Fourteen people were found on April 2 in the back of a refrigerated truck at the Rosslare Europort in Ireland, The Irish Times reported.
The people – 11 men, two women and a child – are from Afghanistan and Iran and they include a number of Kurdish-Iranians. One of the men was taken to hospital for observation.
The truck, which was carrying fruit, arrived at 2pm after a 16-hour crossing from Cherbourg, France. An immigration official ordered it to be opened.
According to the Irish Independent, the group may have spent up to three days inside the refrigerated unit which was at a temperature of around 5 degrees celsius (41 F).
All 14 people will be referred to Ireland’s refugees’ programme.
According to RTÉ in November 2016, 124 people were discovered at Irish ports attempting to enter the country illegally over the previous two years. Of these, 63 were found in 2015, and 61 up to November 2016.
The majority – 77% – were found at Rosslare Port.
Eighty people said they were from Afghanistan, 15 were Kurds, 13 Iranian, and the others were Albanian, Pakistani, Sudanese, Libyan, Kuwaiti and Iraqi.
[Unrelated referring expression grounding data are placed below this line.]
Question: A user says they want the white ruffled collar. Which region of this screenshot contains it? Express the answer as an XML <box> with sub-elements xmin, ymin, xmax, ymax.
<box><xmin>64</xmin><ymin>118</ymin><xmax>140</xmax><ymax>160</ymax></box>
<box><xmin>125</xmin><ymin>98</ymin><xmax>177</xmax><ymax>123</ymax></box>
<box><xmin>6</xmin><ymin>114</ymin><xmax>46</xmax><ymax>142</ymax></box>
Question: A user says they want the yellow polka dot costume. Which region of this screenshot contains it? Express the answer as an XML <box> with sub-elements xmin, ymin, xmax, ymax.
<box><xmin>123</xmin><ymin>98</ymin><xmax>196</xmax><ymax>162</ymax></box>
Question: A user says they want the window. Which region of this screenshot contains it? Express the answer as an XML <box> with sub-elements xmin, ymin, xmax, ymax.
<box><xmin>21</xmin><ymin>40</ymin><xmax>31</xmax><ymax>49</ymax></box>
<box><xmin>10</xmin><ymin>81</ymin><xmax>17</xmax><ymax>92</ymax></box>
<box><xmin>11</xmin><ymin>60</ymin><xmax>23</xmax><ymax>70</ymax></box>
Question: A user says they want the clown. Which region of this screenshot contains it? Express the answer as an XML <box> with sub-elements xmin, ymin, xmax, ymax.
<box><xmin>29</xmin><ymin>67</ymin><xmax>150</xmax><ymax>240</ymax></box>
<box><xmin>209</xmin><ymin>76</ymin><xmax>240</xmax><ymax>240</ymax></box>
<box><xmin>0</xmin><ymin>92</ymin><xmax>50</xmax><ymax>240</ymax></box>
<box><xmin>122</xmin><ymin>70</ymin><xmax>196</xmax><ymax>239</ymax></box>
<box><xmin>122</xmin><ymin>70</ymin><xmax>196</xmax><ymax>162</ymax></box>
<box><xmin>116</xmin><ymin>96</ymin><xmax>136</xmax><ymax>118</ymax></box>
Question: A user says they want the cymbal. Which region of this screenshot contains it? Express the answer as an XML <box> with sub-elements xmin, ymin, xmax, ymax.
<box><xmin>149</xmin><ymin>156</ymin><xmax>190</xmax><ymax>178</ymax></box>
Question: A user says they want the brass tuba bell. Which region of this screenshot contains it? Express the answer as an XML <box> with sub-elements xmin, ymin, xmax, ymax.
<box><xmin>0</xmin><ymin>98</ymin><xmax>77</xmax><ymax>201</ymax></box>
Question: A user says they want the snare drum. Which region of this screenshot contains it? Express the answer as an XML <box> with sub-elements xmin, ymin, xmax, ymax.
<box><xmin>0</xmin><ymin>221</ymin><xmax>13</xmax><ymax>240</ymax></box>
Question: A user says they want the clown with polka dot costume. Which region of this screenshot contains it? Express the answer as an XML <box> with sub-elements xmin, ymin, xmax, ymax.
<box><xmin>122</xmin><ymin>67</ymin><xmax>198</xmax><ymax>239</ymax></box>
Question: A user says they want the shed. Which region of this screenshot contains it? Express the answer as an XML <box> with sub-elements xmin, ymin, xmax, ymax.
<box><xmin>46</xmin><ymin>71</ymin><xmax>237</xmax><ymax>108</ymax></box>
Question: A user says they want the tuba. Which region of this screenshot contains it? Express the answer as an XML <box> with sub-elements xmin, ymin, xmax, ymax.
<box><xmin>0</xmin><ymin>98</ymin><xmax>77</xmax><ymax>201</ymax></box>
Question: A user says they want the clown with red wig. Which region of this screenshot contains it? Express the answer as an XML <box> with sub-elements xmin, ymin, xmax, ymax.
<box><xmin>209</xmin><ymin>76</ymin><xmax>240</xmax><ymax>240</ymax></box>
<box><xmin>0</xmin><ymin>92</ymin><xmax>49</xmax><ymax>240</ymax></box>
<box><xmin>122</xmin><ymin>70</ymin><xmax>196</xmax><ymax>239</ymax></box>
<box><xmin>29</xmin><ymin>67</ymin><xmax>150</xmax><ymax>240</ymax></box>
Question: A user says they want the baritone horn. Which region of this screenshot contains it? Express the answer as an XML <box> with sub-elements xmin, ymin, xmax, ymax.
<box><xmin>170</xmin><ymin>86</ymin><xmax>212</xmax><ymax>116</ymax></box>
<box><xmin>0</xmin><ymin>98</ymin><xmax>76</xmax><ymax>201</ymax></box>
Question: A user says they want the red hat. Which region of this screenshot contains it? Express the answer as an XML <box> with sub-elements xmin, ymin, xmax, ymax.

It is unclear how many applied for asylum and how many were returned to their port of departure.
On January 23, three men were arrested at Dublin Airport as part of an investigation into an international people-smuggling network, RTÉ reported. Two of those arrested were employee’s of Ireland’s Aer Lingus airline.
Garda National Immigration Bureau officers said they believed the network has been running for years and that up to 100 people per year may have been trafficked through Dublin Airport.
Gardaí identified a supposed travel agency in Rome which allegedly charged tens of thousands of euro to illegally send people from Asia into Dublin.
On arrival, they were provided with clothing disguising them as Aer Lingus employees and then driven from the airport to a safe house in the city. They were then able to travel to other European countries.